Once they do this with a piece of the material they can plug the numbers they got into the shape of the bridge. This returns a number that will break the bridge, and then they use legal code calculations to determine how much smaller than the ‘break’ value they need to list the ‘load’ value.
So in short, they ‘drive’ pretend trucks over a ‘pretend bridge’ until it breaks and then write a smaller number on the bridge they actually build.
Materials:
The materials you use to make bridges all have known strengths. The steel is rolled in a mill and sampled for testing, and is reliably very close to spec, often a modest amount above to ensure statistical confidence that even the “dud” parts of any production run meet spec. The concrete strength is estimated based on extensive experience with the mix designs (ratios of cement, sand, gravel, water, and the specific properties of the sand and gravel available to the manufacturer).
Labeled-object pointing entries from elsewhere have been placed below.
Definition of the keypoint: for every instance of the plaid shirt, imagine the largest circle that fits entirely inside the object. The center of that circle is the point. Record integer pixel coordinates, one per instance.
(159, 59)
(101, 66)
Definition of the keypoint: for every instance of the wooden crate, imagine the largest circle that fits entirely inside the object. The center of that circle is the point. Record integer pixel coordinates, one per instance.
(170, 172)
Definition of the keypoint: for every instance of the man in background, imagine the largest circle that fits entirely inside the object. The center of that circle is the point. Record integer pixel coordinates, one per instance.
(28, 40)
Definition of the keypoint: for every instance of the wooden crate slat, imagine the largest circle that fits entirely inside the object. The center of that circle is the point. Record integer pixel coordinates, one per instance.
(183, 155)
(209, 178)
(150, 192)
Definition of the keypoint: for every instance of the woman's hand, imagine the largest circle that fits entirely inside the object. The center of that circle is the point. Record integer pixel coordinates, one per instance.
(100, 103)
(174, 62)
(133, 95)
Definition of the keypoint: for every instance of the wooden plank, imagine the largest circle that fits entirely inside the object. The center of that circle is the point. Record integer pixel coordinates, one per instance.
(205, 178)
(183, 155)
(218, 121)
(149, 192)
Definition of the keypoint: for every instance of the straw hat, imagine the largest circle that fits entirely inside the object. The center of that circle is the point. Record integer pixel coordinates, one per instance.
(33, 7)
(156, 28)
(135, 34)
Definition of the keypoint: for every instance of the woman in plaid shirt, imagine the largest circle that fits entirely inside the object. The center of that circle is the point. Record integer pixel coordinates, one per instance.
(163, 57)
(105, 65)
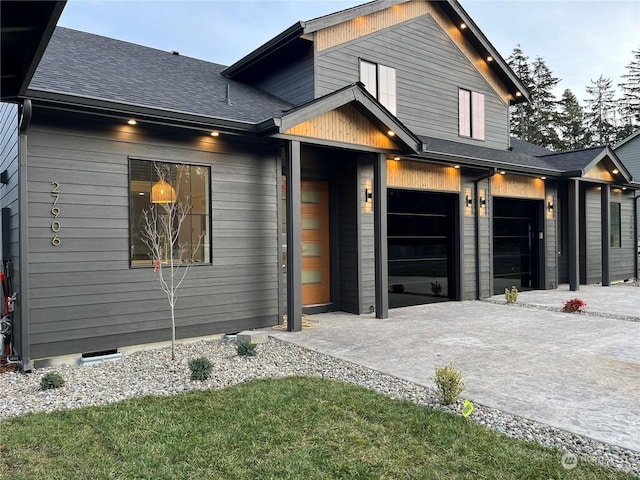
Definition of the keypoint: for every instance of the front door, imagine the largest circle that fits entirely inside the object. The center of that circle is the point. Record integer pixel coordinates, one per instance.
(316, 286)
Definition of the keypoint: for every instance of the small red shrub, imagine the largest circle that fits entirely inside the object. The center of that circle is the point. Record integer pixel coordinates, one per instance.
(574, 305)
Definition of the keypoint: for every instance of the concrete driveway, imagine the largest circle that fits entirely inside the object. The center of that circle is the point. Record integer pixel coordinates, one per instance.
(577, 372)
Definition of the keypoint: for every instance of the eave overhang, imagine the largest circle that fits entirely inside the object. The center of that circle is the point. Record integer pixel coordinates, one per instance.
(354, 95)
(25, 31)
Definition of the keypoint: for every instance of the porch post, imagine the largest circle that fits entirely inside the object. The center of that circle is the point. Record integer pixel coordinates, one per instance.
(294, 239)
(573, 249)
(380, 235)
(605, 228)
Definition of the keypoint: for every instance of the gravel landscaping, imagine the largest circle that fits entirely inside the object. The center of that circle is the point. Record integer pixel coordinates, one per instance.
(153, 373)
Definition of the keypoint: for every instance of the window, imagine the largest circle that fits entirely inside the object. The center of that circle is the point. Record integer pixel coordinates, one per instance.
(189, 185)
(380, 81)
(616, 225)
(471, 114)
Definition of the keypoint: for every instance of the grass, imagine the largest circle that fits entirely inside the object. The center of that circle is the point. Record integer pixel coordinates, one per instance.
(298, 427)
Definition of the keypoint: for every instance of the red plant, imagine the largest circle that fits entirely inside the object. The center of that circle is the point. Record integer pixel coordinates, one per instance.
(574, 305)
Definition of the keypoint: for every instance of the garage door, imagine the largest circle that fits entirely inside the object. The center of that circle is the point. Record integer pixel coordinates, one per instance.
(420, 239)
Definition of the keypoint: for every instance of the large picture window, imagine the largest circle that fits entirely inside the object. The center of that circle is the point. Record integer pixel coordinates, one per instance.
(380, 81)
(616, 225)
(185, 185)
(471, 114)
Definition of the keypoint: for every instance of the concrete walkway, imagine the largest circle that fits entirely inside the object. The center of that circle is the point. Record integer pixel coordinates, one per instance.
(577, 372)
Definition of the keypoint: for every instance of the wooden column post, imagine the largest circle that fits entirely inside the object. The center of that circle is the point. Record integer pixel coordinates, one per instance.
(573, 249)
(294, 239)
(380, 235)
(605, 228)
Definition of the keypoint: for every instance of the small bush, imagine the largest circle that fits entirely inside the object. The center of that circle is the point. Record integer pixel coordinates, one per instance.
(574, 305)
(200, 369)
(449, 384)
(511, 295)
(51, 380)
(247, 349)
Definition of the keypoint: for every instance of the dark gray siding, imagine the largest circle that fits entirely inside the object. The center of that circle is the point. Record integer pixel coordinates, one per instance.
(551, 240)
(83, 294)
(590, 236)
(293, 82)
(9, 198)
(429, 71)
(621, 260)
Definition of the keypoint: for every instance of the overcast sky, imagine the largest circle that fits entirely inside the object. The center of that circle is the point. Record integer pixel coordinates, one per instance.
(578, 39)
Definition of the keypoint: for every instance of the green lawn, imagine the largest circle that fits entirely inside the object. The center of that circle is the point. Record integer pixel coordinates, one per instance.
(299, 428)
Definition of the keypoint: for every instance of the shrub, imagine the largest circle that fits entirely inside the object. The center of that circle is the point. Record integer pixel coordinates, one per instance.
(574, 305)
(51, 380)
(449, 384)
(200, 369)
(511, 295)
(247, 349)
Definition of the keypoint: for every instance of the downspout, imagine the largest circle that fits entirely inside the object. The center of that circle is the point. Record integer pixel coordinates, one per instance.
(476, 201)
(23, 236)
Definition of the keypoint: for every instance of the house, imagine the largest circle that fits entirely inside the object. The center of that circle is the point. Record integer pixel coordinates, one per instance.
(628, 151)
(359, 161)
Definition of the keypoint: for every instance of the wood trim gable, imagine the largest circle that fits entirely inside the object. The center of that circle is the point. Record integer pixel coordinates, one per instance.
(346, 125)
(367, 24)
(422, 176)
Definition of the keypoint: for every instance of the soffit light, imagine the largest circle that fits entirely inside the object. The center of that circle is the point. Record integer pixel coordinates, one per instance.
(162, 192)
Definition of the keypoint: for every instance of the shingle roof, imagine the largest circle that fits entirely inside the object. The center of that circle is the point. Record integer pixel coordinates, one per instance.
(87, 65)
(504, 158)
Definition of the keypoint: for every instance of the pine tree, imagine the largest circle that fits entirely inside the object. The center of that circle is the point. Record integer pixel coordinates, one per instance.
(600, 114)
(522, 112)
(570, 120)
(543, 103)
(630, 100)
This is a more variable material than steel, so each batch is tested at placement to ensure it meets the spec properties. If you’re using aluminum and wood the same deal applies.
Engineering:
You use engineering analysis to determine how the loads on the bridge translate into forces in the structural components, then you make sure the structural components are stronger than the demand on them. There are also design checks for deflection and how much the bridge vibrates and so on.
This has been a known process for over a century, so covers most bridges. With older bridges a retroactive analysis can be applied along the same principles, often taking small material samples so you know the strength of it all.
The final load rating also includes a bunch of safety factors, adding up to a factor of safety of about 2 on the theoretical design load, and about 3-4 on the actual highest load the bridge will see. This is for a few reasons, but part of it is to give some slack to cover gaps in maintenance, construction errors that might not be caught in a difficult environment to inspect, and because almost every bridge is a prototype – it’s not like designing a jet engine where you build a bunch of test engines and test them to destruction. You build *one* and put it into service. With virtually every one being unique sometimes something in the design throws a curveball so it’s nice to have some spare capacity.
Experiments and maths.
You need to break stuff to know what they can handle but we talk about smaller parts like putting a concrete sample in a hydraulic press and check what pressure it can handle. Reinforced concrete can made into a beam and you check what force is require fo it to crack. The same for metal or other material that is stretched, compressed, bent etc to see how much it can handle. This include joints between diffrent parts. Destructive testing like this is important to build up a understanding of material. But you do not need a complete bridge, we can separate individual parts.
You can then with maths calculate all the forces on a bridge to determine how much load it can hold.
That is a bit idealized because experience from previous bridged are included the mathematical model used determine the strength.
The methods have improved over time. There was no math models in the past just expedience what worked. at the same time there was no heavy vehicles and bridges spans was not very long. But it have change with out understanding of engineering.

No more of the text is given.